CPLR § 3001 provides that "[a] party who has brought a claim for personal injury . . . may maintain a declaratory judgment action directly against the insurer of such other party." Likewise, an insurer may maintain a declaratory judgment action against a plaintiff in such an action ( See, e.g., Securtiy Mut. Ins. Co. v. Acker-Fitzsimmons, 31 NY2d 436).
In general, "one seeking to escape the obligation to perform under a contract must demonstrate a material breach or prejudice" ( Unigard Sec. Ins. Co. v. North Riv. Ins. Co., 79 NY2d 576, 581). The Court of Appeals has carved out an exception in the insurance context, where, absent a valid excuse, failure to satisfy the notice requirement contained in many insurance policies vitiates the agreement between insurer and insured, "and the insurer need not show prejudice before it can assert the defense of noncompliance" ( Security Mut. Ins., 31 NY2d at 440). The rationale for this limited exception "include the insurer's need to protect itself from fraud by investigating claims soon after the underlying events; to set reserves; and to take an active, early role in settlement discussions" ( Matter of Brandon [Nationwide Mut. Ins. Co.], 97 N.Y.2d 491,495 [2002]).

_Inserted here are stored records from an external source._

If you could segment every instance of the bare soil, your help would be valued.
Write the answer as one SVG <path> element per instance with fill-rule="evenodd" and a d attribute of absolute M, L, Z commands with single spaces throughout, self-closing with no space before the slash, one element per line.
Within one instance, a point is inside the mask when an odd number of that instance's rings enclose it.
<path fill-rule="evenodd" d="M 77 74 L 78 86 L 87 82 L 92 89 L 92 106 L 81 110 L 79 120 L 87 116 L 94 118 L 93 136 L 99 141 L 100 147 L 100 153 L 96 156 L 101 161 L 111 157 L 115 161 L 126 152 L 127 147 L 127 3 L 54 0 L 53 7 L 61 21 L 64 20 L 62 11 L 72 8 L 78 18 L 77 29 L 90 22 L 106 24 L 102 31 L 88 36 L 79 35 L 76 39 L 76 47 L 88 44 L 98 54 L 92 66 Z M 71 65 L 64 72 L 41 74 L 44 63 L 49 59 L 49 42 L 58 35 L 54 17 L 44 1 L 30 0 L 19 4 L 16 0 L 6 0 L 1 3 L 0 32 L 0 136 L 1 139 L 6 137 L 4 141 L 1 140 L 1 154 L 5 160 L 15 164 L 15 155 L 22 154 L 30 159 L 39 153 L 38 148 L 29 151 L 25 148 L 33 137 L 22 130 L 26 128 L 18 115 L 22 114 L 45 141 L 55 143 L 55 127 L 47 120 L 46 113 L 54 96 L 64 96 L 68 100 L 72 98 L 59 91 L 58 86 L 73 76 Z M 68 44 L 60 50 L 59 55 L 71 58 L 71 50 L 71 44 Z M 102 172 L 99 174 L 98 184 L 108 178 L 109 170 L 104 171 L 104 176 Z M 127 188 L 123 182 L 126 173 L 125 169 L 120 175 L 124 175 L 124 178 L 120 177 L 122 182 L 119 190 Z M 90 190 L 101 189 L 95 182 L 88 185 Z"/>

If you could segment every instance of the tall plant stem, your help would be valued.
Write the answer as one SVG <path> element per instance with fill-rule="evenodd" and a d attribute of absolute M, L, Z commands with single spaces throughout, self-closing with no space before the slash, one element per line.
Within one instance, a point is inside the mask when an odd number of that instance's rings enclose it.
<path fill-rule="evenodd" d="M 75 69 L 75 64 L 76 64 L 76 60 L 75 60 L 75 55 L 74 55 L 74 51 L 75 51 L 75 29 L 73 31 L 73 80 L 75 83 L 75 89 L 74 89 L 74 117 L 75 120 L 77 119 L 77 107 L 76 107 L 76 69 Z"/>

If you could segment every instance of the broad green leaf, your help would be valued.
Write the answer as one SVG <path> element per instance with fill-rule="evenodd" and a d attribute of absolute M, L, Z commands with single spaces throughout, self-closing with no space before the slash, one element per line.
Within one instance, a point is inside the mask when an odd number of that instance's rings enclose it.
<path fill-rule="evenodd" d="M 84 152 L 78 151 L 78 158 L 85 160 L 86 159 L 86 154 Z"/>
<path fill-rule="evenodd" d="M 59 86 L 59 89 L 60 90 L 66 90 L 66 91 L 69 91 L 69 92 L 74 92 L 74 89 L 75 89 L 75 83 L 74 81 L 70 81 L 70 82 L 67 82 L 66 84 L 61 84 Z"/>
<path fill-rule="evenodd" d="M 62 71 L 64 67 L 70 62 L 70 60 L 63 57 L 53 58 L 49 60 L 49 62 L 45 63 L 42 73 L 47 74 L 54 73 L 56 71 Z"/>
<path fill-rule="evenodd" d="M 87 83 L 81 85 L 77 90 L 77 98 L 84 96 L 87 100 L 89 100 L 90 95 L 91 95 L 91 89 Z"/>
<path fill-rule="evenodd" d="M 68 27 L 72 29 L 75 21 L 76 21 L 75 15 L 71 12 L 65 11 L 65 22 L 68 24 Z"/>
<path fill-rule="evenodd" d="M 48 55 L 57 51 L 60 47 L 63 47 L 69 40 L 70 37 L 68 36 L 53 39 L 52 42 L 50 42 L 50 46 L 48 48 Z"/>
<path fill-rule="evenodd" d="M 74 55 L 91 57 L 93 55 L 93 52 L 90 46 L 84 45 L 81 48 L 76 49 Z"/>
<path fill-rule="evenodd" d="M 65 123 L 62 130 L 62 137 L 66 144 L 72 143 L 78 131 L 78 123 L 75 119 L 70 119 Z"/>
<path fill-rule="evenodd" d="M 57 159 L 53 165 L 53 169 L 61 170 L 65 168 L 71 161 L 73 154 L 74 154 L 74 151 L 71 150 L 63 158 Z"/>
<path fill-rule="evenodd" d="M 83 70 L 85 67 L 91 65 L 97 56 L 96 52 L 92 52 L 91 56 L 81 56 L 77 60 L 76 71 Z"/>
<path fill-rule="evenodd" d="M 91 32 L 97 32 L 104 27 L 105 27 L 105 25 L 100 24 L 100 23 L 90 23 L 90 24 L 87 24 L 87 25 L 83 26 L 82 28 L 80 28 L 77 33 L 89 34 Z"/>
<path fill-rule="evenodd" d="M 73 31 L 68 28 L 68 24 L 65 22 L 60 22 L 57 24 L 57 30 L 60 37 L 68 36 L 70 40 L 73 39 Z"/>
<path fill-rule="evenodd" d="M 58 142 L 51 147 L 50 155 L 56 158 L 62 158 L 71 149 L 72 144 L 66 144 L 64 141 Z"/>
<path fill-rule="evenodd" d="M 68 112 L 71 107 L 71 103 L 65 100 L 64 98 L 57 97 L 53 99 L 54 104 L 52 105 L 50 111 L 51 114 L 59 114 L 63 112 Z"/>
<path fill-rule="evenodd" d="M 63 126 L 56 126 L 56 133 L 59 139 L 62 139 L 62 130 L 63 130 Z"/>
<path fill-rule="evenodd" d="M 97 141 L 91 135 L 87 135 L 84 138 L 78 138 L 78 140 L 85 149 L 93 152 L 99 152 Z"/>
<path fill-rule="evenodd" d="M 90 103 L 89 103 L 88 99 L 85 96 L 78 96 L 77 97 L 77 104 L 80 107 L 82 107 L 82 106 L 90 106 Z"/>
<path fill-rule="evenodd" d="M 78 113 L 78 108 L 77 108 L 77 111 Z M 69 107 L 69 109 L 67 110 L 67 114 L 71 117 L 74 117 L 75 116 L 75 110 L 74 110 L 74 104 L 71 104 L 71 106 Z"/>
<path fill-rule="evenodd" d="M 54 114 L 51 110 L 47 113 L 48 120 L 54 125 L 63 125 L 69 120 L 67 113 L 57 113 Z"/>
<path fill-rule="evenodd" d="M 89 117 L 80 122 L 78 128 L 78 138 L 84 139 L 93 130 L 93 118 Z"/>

Courts and commentators have traced a national shift of authority away from this no-prejudice exception. ( See Prince George's County v. Local Gov't Ins. Trust, 388 Md. 162 [replacing Maryland's no-prejudice exception with a prejudice analysis, and noting that only six states, including New York, maintain the exception]; see also Eric Mill Holmes, Holmes' Appleman on Insurance 2d § 139.4 [2003] [describing a prejudice analysis as the rule in the "overwhelming majority of states."]) The rationale for turning to a prejudice analysis is that the no-prejudice rule yields "the severe results of a forfeiture for the insured and a windfall for the insurer" ( Prince George's County, 388 Md. 162 at 186; see also, Aetna Cas. Sur. Co. v. Murphy, 206 Conn.409 [1988]; Cooper v. Gov't Employees Ins. Co., 51 N.J. 86).
While New York retains the no-prejudice rule, the Court of Appeals has declined to extend it beyond the context out of which it arose in Security Mutual. (See Matter of Brandon [Nationwide Mut. Ins. Co.], 97 N.Y.2d 498 [declining to extend the no-prejudice rule to the context of late notice of claim]; Unigard Sec. Ins. Co. v. North Riv. Ins. Co., 79 NY2d 576, 584 [declining to extend the no-prejudice rule to the reinsurance context]). In Security Mutual cases, courts have also considered whether insurance companies are prejudiced, despite its official exclusion from the analysis ( See, e.g., Paramount Ins. Co. v. Rosedale Gardens, 293 AD2d 235, 241 [1st Dept. 2002]).
Under the Security Mutual framework, "a good-faith belief of liability may excuse or explain a seeming failure to give timely notice" ( 31 N.Y.2d at 441). Security Mutual held that the proper standard for evaluating whether late notice should be excused is whether notice was "given within a reasonable time under all circumstances" ( Id). The burden to prove the reasonableness of a delay in giving notice rests with the insured ( Paramount Ins. Co., 293 AD2d at 240).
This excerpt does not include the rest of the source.